A subdivided rock may actually be sand. Or were it silver ore, some of the subdivided rock is silver and some slag.
Sure, Doc, it might be. The point about the rock and the type of system in nature that it represents is that it is divisible into fairly uniform units of itself (chemically speaking) of whatever size; yet there is little variety, if any, from unit to unit, so to speak. If the units get small enough, we can start to speak of "sand." The point is the chemical composition alone is what makes a rock what it is, or its sand if it's ground up fine enough.
But the rock is a different system in nature from a living organism. Living systems are not divisible into uniform components. Indeed, living systems are composed of an enormous number and variety of other living systems -- cells, tissues, organs, etc. -- that all must "work together" in order to express that particular living system. This "work together" business strong suggests the existence of some kind of "global governance," which I imagine must be information-based.

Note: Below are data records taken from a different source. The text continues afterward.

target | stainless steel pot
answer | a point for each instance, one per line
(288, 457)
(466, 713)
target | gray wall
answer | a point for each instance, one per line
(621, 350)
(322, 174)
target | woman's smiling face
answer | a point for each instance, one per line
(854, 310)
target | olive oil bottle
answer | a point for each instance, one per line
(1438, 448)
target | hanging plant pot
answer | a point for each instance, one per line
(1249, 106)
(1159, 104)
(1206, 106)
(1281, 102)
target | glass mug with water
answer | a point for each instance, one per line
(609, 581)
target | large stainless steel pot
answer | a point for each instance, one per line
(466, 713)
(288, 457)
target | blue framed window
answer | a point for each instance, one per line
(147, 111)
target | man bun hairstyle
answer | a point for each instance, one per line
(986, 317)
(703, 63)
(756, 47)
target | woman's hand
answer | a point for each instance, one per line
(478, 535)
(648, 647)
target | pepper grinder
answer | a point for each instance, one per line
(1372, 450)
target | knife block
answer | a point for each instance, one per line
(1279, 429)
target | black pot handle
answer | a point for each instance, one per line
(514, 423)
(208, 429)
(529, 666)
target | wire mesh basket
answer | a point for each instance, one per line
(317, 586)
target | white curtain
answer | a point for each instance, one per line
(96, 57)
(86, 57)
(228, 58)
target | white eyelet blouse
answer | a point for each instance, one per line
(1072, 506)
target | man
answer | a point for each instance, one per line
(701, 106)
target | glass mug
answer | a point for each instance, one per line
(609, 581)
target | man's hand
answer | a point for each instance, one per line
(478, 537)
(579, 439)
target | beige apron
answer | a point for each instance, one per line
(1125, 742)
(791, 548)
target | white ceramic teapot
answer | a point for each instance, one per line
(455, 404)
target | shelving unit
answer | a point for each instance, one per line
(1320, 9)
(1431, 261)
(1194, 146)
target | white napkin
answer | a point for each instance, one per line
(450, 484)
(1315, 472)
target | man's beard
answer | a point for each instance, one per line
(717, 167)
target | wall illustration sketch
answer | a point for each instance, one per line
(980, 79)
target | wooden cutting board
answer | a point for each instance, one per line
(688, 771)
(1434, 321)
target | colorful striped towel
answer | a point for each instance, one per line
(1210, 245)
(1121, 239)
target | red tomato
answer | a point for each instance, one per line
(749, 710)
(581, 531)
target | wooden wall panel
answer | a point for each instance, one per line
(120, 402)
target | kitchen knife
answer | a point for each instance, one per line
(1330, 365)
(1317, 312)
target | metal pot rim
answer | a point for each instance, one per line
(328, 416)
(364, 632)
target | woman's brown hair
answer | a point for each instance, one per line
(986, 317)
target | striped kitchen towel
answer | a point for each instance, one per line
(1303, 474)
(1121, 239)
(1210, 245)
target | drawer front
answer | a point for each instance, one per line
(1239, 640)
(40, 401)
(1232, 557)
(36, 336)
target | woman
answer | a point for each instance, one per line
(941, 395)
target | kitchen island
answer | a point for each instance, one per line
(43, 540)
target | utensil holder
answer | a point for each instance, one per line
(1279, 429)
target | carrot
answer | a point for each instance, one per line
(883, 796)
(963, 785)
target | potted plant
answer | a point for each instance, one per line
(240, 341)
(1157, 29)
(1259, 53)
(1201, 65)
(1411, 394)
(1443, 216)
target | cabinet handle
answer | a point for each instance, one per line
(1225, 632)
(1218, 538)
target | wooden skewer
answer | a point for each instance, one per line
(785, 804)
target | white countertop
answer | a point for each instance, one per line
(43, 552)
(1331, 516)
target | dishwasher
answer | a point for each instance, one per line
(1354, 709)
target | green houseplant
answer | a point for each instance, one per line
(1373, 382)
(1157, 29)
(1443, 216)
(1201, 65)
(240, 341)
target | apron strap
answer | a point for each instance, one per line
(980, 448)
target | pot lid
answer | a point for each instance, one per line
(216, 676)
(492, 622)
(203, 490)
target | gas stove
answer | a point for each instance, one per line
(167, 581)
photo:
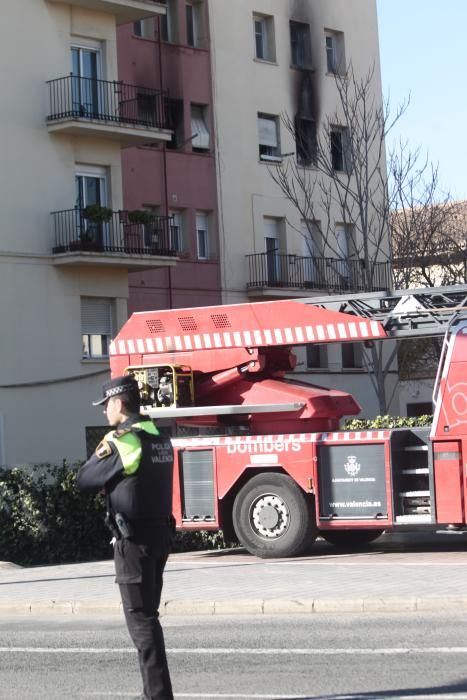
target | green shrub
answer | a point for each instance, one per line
(45, 519)
(381, 422)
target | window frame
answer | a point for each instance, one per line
(194, 24)
(344, 149)
(306, 143)
(87, 334)
(168, 30)
(205, 237)
(178, 216)
(266, 36)
(202, 134)
(302, 43)
(264, 156)
(335, 52)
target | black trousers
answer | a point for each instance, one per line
(139, 569)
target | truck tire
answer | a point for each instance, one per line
(273, 517)
(350, 538)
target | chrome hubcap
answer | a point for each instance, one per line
(269, 516)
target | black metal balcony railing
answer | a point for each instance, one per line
(73, 232)
(73, 97)
(332, 274)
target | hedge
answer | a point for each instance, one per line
(44, 519)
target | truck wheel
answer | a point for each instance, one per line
(350, 538)
(273, 517)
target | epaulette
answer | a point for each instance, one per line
(103, 449)
(121, 431)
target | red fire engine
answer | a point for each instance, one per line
(263, 455)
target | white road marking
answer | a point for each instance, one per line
(356, 696)
(392, 651)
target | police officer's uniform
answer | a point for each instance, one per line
(134, 464)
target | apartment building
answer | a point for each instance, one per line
(273, 59)
(171, 53)
(67, 245)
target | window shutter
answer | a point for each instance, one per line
(96, 316)
(267, 132)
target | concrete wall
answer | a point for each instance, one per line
(45, 385)
(179, 180)
(245, 86)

If one reduces a rock down unto sand, I don't think much changes, thermodynamically speaking. But if you start to cut up a living system, the matter of which it is formed instantly begins to try for the shortest possible route to thermodynamic equilibrium. If it loses its information source, then it returns to the "captivity" of the least action principle; in other words, it is returned to the governance of the physical laws alone.
In short, the loss of information is what sets up the "heat death."